Virtualization layer 70 provides an abstraction layer from which the following examples of virtual entities may be provided: virtual servers 71; virtual storage 72; virtual networks 73, including virtual private networks; virtual applications and operating systems 74; and virtual clients 75.
In one example, management layer 80 may provide the functions described below. Resource provisioning 81 provides dynamic procurement of computing resources and other resources that are utilized to perform tasks within the cloud computing environment. Metering and Pricing 82 provide cost tracking as resources are utilized within the cloud computing environment, and billing or invoicing for consumption of these resources. In one example, these resources may include application software licenses. Security provides identity verification for cloud consumers and tasks, as well as protection for data and other resources. User portal 83 provides access to the cloud computing environment for consumers and system administrators. Service level management 84 provides cloud computing resource allocation and management such that required service levels are met. Service Level Agreement (SLA) planning and fulfillment 85 provide pre-arrangement for, and procurement of, cloud computing resources for which a future requirement is anticipated in accordance with an SLA.

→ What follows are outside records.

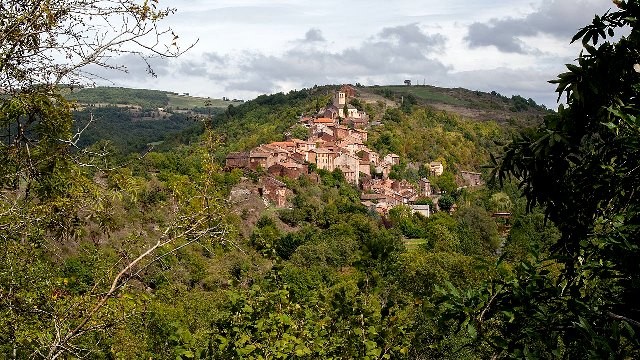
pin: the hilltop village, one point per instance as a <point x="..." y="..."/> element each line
<point x="337" y="138"/>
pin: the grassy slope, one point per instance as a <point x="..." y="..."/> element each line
<point x="471" y="104"/>
<point x="143" y="97"/>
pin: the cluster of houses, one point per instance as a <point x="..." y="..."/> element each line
<point x="337" y="141"/>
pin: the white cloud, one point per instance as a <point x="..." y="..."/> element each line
<point x="249" y="47"/>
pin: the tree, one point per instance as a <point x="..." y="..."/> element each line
<point x="445" y="202"/>
<point x="47" y="193"/>
<point x="581" y="165"/>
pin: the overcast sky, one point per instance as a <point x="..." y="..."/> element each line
<point x="249" y="47"/>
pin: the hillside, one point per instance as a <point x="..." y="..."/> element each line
<point x="134" y="119"/>
<point x="147" y="99"/>
<point x="471" y="104"/>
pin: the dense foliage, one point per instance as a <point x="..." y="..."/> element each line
<point x="580" y="299"/>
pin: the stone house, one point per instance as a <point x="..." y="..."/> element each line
<point x="237" y="160"/>
<point x="323" y="158"/>
<point x="436" y="168"/>
<point x="392" y="159"/>
<point x="274" y="190"/>
<point x="472" y="178"/>
<point x="424" y="186"/>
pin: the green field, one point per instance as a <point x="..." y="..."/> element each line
<point x="146" y="98"/>
<point x="189" y="102"/>
<point x="427" y="94"/>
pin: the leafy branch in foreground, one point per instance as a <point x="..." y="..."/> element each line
<point x="583" y="167"/>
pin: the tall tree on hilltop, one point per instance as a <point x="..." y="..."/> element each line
<point x="583" y="166"/>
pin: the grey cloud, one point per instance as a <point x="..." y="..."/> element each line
<point x="394" y="53"/>
<point x="411" y="34"/>
<point x="192" y="68"/>
<point x="215" y="58"/>
<point x="529" y="83"/>
<point x="313" y="35"/>
<point x="558" y="18"/>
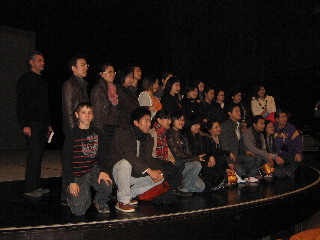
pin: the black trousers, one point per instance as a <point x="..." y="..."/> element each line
<point x="36" y="148"/>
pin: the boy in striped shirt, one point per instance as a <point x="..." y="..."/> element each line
<point x="84" y="164"/>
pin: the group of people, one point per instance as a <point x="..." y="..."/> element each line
<point x="132" y="134"/>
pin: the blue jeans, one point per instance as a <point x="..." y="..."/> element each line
<point x="36" y="148"/>
<point x="79" y="205"/>
<point x="192" y="181"/>
<point x="128" y="186"/>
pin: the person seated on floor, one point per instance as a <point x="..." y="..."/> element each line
<point x="236" y="98"/>
<point x="215" y="178"/>
<point x="219" y="107"/>
<point x="271" y="148"/>
<point x="188" y="163"/>
<point x="263" y="104"/>
<point x="191" y="105"/>
<point x="245" y="162"/>
<point x="165" y="77"/>
<point x="288" y="144"/>
<point x="254" y="140"/>
<point x="171" y="100"/>
<point x="135" y="171"/>
<point x="85" y="164"/>
<point x="161" y="151"/>
<point x="146" y="98"/>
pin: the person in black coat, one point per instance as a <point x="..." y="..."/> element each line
<point x="170" y="100"/>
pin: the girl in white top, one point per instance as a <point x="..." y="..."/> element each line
<point x="147" y="98"/>
<point x="261" y="103"/>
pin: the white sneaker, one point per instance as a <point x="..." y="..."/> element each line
<point x="251" y="179"/>
<point x="240" y="180"/>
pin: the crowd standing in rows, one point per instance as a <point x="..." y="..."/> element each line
<point x="134" y="135"/>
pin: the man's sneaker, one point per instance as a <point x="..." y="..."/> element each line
<point x="133" y="202"/>
<point x="34" y="193"/>
<point x="183" y="194"/>
<point x="269" y="176"/>
<point x="221" y="186"/>
<point x="43" y="190"/>
<point x="239" y="179"/>
<point x="102" y="209"/>
<point x="251" y="179"/>
<point x="124" y="207"/>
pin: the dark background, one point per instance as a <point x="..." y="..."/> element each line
<point x="227" y="43"/>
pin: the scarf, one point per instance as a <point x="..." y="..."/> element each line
<point x="162" y="143"/>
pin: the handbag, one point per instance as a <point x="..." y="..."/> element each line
<point x="155" y="191"/>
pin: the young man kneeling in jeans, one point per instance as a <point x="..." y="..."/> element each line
<point x="84" y="164"/>
<point x="135" y="171"/>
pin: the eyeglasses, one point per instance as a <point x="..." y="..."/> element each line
<point x="83" y="65"/>
<point x="110" y="72"/>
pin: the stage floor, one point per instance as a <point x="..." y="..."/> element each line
<point x="20" y="213"/>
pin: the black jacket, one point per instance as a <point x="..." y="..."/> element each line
<point x="32" y="100"/>
<point x="74" y="91"/>
<point x="105" y="114"/>
<point x="124" y="146"/>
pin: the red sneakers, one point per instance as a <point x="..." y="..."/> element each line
<point x="124" y="207"/>
<point x="133" y="202"/>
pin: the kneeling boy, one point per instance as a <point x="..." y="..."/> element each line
<point x="85" y="165"/>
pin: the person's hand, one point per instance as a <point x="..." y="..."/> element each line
<point x="297" y="157"/>
<point x="104" y="177"/>
<point x="244" y="126"/>
<point x="230" y="171"/>
<point x="250" y="153"/>
<point x="200" y="157"/>
<point x="152" y="108"/>
<point x="74" y="189"/>
<point x="27" y="131"/>
<point x="231" y="166"/>
<point x="156" y="175"/>
<point x="232" y="157"/>
<point x="50" y="129"/>
<point x="279" y="160"/>
<point x="211" y="162"/>
<point x="271" y="163"/>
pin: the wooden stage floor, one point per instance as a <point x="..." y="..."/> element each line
<point x="239" y="203"/>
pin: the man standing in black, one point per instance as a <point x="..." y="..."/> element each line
<point x="34" y="119"/>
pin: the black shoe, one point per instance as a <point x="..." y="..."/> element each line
<point x="184" y="194"/>
<point x="64" y="203"/>
<point x="34" y="193"/>
<point x="43" y="190"/>
<point x="220" y="186"/>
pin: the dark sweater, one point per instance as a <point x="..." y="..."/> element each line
<point x="171" y="103"/>
<point x="32" y="100"/>
<point x="124" y="146"/>
<point x="83" y="148"/>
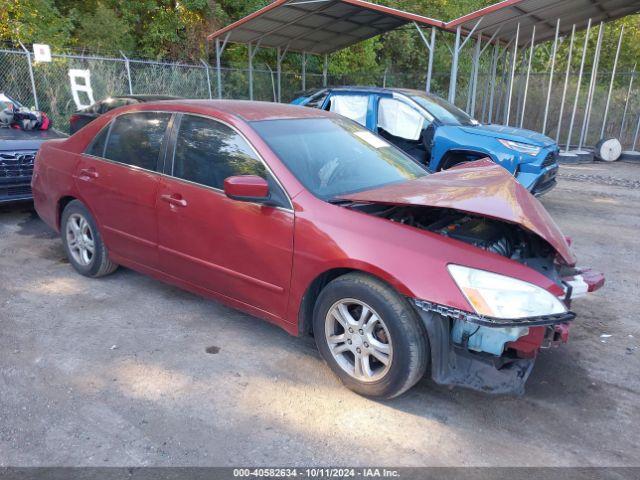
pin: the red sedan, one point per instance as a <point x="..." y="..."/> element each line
<point x="309" y="221"/>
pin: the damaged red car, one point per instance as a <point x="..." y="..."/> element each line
<point x="313" y="223"/>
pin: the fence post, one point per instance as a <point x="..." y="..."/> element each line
<point x="584" y="134"/>
<point x="304" y="71"/>
<point x="553" y="66"/>
<point x="575" y="100"/>
<point x="613" y="76"/>
<point x="325" y="70"/>
<point x="454" y="68"/>
<point x="532" y="50"/>
<point x="206" y="69"/>
<point x="626" y="102"/>
<point x="566" y="84"/>
<point x="514" y="61"/>
<point x="31" y="77"/>
<point x="126" y="65"/>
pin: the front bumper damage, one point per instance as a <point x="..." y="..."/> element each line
<point x="495" y="355"/>
<point x="455" y="363"/>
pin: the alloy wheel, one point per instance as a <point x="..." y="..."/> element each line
<point x="358" y="340"/>
<point x="80" y="239"/>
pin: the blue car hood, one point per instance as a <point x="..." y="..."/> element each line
<point x="510" y="133"/>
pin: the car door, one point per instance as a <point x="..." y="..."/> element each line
<point x="118" y="179"/>
<point x="405" y="127"/>
<point x="240" y="250"/>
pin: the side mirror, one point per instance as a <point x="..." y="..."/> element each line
<point x="247" y="188"/>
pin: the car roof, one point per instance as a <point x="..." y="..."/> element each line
<point x="364" y="88"/>
<point x="250" y="111"/>
<point x="147" y="98"/>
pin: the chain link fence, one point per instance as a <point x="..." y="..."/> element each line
<point x="121" y="76"/>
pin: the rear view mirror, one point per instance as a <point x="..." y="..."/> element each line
<point x="247" y="188"/>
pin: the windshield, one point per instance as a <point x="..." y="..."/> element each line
<point x="332" y="157"/>
<point x="443" y="111"/>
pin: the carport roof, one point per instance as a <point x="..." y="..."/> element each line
<point x="543" y="14"/>
<point x="317" y="26"/>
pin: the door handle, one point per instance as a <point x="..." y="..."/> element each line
<point x="89" y="172"/>
<point x="176" y="200"/>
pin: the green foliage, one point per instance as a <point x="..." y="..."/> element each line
<point x="103" y="30"/>
<point x="29" y="21"/>
<point x="177" y="30"/>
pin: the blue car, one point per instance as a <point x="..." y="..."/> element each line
<point x="440" y="135"/>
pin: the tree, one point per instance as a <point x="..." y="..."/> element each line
<point x="30" y="21"/>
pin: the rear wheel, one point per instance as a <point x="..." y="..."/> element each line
<point x="370" y="336"/>
<point x="83" y="243"/>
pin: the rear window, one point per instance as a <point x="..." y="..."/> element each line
<point x="96" y="148"/>
<point x="136" y="139"/>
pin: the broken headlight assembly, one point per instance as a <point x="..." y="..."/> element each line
<point x="500" y="297"/>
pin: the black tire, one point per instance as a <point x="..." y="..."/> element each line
<point x="99" y="265"/>
<point x="410" y="352"/>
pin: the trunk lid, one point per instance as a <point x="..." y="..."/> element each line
<point x="482" y="188"/>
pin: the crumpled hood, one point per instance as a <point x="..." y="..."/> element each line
<point x="482" y="188"/>
<point x="510" y="133"/>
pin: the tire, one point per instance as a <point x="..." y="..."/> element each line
<point x="78" y="229"/>
<point x="398" y="331"/>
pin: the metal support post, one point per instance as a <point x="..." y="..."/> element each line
<point x="280" y="56"/>
<point x="584" y="134"/>
<point x="550" y="86"/>
<point x="474" y="78"/>
<point x="431" y="48"/>
<point x="304" y="71"/>
<point x="219" y="50"/>
<point x="575" y="101"/>
<point x="253" y="49"/>
<point x="456" y="54"/>
<point x="526" y="82"/>
<point x="492" y="80"/>
<point x="613" y="76"/>
<point x="31" y="76"/>
<point x="454" y="68"/>
<point x="325" y="70"/>
<point x="513" y="71"/>
<point x="432" y="53"/>
<point x="206" y="70"/>
<point x="566" y="83"/>
<point x="635" y="137"/>
<point x="128" y="69"/>
<point x="626" y="102"/>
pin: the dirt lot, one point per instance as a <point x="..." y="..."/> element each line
<point x="115" y="372"/>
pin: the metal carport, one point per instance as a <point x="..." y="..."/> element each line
<point x="317" y="27"/>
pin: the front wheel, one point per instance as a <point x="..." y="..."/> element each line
<point x="82" y="242"/>
<point x="370" y="336"/>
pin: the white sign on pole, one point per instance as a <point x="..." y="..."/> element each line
<point x="41" y="52"/>
<point x="81" y="82"/>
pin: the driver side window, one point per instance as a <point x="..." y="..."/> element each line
<point x="400" y="120"/>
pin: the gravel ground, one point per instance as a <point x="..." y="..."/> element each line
<point x="116" y="371"/>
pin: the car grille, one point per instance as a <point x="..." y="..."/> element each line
<point x="17" y="164"/>
<point x="551" y="159"/>
<point x="14" y="192"/>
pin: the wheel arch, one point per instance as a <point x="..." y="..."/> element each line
<point x="308" y="302"/>
<point x="62" y="204"/>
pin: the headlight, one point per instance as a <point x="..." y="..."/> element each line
<point x="520" y="147"/>
<point x="497" y="296"/>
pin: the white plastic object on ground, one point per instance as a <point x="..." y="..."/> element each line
<point x="608" y="150"/>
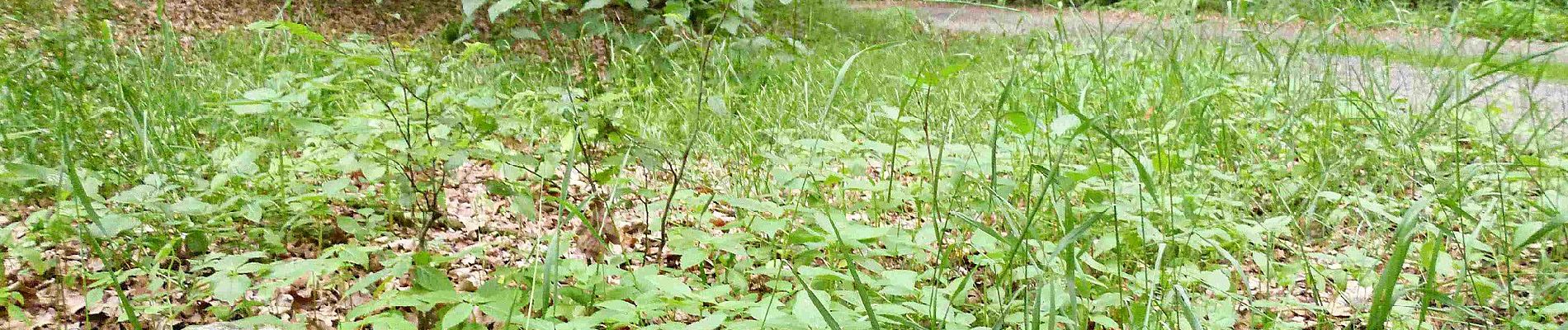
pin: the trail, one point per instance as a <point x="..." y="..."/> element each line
<point x="1520" y="97"/>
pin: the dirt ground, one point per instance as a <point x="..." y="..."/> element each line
<point x="1518" y="97"/>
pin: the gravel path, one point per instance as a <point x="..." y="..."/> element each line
<point x="1418" y="85"/>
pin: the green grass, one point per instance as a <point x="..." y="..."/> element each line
<point x="830" y="169"/>
<point x="1543" y="69"/>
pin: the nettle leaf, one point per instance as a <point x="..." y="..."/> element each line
<point x="391" y="321"/>
<point x="524" y="33"/>
<point x="592" y="5"/>
<point x="731" y="24"/>
<point x="470" y="7"/>
<point x="432" y="279"/>
<point x="1531" y="232"/>
<point x="637" y="5"/>
<point x="229" y="286"/>
<point x="709" y="323"/>
<point x="1018" y="122"/>
<point x="499" y="7"/>
<point x="190" y="207"/>
<point x="456" y="314"/>
<point x="1064" y="124"/>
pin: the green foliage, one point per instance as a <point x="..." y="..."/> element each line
<point x="850" y="172"/>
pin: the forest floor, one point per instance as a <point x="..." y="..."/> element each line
<point x="1385" y="73"/>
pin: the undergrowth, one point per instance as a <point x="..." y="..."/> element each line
<point x="839" y="169"/>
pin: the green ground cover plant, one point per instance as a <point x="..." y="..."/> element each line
<point x="810" y="167"/>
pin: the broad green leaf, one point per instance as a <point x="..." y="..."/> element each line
<point x="432" y="279"/>
<point x="499" y="8"/>
<point x="470" y="7"/>
<point x="190" y="207"/>
<point x="592" y="5"/>
<point x="391" y="321"/>
<point x="229" y="286"/>
<point x="1018" y="122"/>
<point x="709" y="323"/>
<point x="1064" y="124"/>
<point x="1531" y="232"/>
<point x="456" y="314"/>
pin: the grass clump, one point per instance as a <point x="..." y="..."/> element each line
<point x="841" y="169"/>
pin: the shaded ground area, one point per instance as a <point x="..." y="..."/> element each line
<point x="1515" y="96"/>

Workloads layer 90 provides examples of functionality for which the cloud computing environment may be utilized. Examples of workloads and functions which may be provided from this layer include: mapping and navigation 91; software development and lifecycle management 92; virtual classroom education delivery 93; data analytics processing 94; and transaction processing 95.
Based on the foregoing, a method, system, and computer program product have been disclosed. However, numerous modifications and substitutions can be made without deviating from the scope of the present invention. Therefore, the present invention has been disclosed by way of example and not limitation.
It will be appreciated that, although specific embodiments have been described herein for purposes of illustration, various modifications may be made without departing from the spirit and scope of the embodiments. In particular, transfer learning operations may be carried out by different computing platforms or across multiple devices. Furthermore, the data storage and/or corpus may be localized, remote, or spread across multiple systems. Accordingly, the scope of protection of the embodiments is limited only by the following claims and their equivalents.